The Five Heartbeats

 

The night before watching The Five Heartbeats I watched Cats for the first time. Personally, it’s one of the worst things my ears had the displeasure of hearing. I can only imagine hearing someone being slowly tortured and dying is more appealing than Cats. At first I believed it must be me, that I wasn’t getting something since Cats is one of the most successful Broadway musicals. After watching The Five Heartbeats I realize it’s not me. I obviously can still recognize what great music is because The Five Heartbeats is one of the greatest soundtracks I’ve heard while Cats sounds like an attempt to make the worst musical that happened to be successful similar to The Producers.

The Five Heartbeats is a fictional account of a singing group that rises to fame and experiences all the good and bad aspects that fame brings. It’s directed by and stars one of the most underrated talents of all time, Robert Townsend. The way Townsend conquered racial satire with Hollywood Shuffle and then made a superior musical drama four years later is amazing and it’s remarkable how varied the man’s creativity is.

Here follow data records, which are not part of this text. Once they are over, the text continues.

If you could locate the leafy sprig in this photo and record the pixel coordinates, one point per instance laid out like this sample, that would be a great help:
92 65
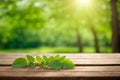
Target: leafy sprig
56 62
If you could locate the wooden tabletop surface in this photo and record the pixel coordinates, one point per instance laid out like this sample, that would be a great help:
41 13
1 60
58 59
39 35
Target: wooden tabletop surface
87 65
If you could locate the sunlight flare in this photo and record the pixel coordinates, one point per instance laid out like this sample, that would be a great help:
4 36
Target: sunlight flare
83 3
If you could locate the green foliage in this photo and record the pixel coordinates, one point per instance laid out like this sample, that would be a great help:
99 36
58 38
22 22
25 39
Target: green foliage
54 62
19 62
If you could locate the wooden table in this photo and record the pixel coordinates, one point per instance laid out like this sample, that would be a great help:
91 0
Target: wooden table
88 67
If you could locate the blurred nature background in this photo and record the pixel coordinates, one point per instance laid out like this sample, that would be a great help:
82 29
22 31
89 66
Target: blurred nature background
59 26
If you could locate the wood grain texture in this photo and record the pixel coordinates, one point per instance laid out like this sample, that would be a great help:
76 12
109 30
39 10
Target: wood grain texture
87 65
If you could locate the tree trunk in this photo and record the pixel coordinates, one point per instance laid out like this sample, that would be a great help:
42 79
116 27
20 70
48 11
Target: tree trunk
115 27
79 41
96 42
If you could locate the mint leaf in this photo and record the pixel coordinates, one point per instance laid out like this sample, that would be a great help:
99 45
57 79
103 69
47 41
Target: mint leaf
39 59
42 64
45 58
55 64
32 65
30 59
19 63
68 64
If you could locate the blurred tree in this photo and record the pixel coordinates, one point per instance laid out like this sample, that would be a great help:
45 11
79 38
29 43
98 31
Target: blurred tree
115 27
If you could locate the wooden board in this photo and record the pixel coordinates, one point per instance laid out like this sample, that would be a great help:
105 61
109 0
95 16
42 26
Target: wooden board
87 65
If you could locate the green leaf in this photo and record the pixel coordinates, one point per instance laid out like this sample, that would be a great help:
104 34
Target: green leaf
32 65
39 59
19 63
45 58
68 64
30 59
55 64
42 64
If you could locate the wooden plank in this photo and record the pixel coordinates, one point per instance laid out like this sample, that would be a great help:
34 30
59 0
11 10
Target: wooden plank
59 74
76 61
74 55
79 71
77 68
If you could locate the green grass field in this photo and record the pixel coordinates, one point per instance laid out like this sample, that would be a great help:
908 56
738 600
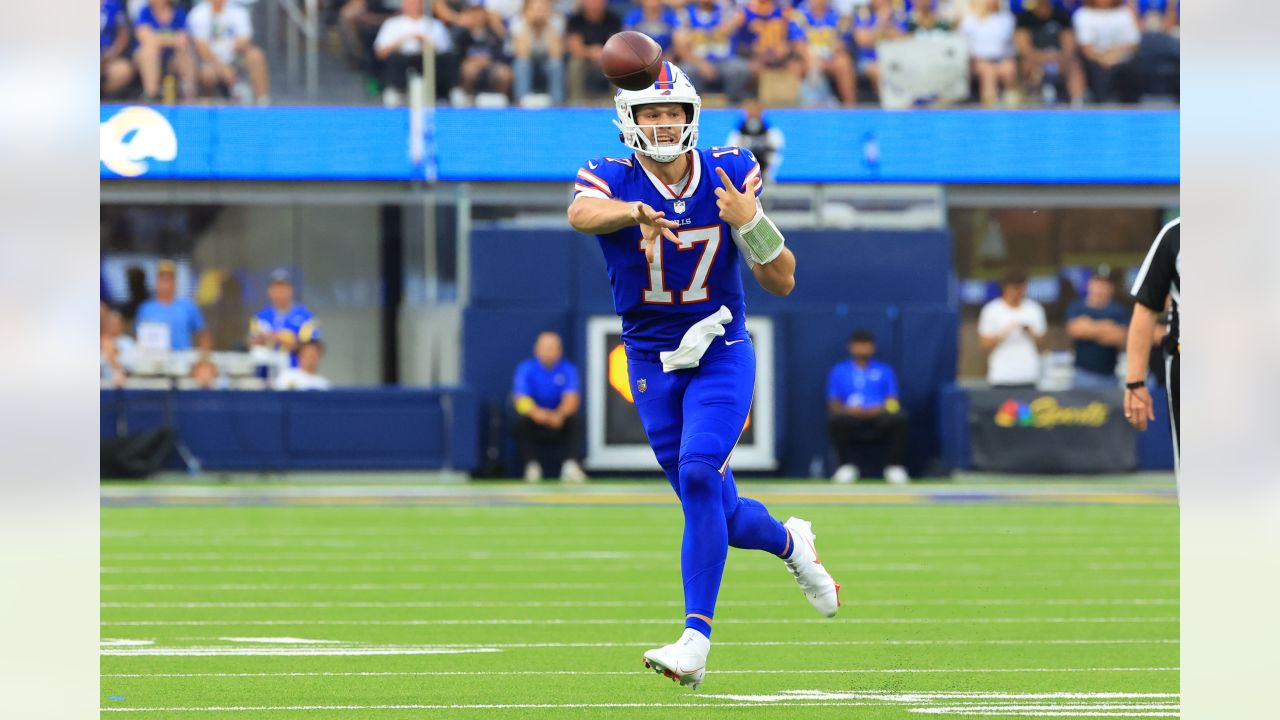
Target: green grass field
510 605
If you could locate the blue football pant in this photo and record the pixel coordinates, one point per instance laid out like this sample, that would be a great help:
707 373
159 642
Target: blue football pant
693 419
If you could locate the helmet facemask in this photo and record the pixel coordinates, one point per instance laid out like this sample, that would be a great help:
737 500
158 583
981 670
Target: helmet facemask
673 90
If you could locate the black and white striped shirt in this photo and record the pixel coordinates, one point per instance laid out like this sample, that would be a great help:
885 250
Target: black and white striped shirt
1160 277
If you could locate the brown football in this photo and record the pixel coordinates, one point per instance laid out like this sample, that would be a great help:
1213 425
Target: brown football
631 60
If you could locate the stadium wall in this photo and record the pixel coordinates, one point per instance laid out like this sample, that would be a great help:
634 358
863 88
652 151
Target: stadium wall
899 285
373 144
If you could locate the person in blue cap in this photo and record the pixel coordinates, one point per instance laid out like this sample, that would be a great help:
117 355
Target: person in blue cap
284 323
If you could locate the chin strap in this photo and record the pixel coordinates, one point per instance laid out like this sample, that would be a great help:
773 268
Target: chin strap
759 240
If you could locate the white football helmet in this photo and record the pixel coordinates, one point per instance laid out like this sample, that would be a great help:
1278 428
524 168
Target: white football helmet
671 86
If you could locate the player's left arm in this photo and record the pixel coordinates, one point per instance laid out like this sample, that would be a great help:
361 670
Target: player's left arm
772 264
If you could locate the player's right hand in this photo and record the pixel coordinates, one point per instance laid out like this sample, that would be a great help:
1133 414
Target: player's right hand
1138 408
653 226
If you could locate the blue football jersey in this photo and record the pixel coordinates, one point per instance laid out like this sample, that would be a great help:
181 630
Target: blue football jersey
688 281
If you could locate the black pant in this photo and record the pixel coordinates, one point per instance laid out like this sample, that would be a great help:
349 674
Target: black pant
397 67
887 428
1115 83
529 434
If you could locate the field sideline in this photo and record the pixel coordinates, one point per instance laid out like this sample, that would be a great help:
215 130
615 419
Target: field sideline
501 601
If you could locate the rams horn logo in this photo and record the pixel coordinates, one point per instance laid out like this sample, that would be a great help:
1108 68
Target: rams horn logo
128 139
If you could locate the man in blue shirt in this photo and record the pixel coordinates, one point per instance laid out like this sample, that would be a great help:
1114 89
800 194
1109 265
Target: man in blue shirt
863 409
547 396
283 324
1098 327
186 326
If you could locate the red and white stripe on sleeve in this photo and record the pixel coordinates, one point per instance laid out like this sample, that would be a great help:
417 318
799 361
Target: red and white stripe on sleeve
589 185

Since this is a musical the soundtrack is by far the most important part and it delivers in every way imaginable and then some. Most notably, the song We Haven’t Finished Yet is incredibly powerful and high in quality with the very talented Tressa Thomas belting out the track. Listening to this song will make you feel like someone is reaching down into your soul and pumping you up with energy which is such a rare feeling.  A similar feeling is felt throughout the film with songs like A Heart Is a House for Love where the group wins over a crowd heavily against them, a scene that makes one feel like they’re in the room discovering one of the most talented groups.

I couldn’t talk about this film without mentioning the baffling fact that this film currently has a 38 percent rating on Rotten Tomatoes. It’s quite evident that most film critics should take a day off when musicals are being reviewed. I love the critically acclaimed La La Land, something I saw four times in theaters…….but there’s no alternative universe where Ryan Gosling and Emma Stone could compete with the talents on this soundtrack. When I see how critically acclaimed La La Land is and how shunned The Five Heartbeats was, I guess it isn’t surprising when the phrase “Oscars So White” becomes a trend and the only time Hollywood appreciates a black film is when it’s about slavery.

Roger Ebert, while being one of the few critics who gave this film a positive review made a point that only a clueless white man could make.

“There is one obligatory scene showing racial prejudice against the group, and it seems a little tacked on, as if the only purpose of the Southern trip was to justify the scene.”

What Ebert fails to comprehend as the fact most groups similar to The Five Heartbeats probably went through such a horrifying moment. If The Temptations or The Four Tops saw this film, I imagine the hair stood on the back of their necks as they shook in their seats and had a repressed flashback.

While a moderate success for the time, a film of this caliber deserves much more. If you have Netflix, do yourself a favor and give The Five Heartbeats a view.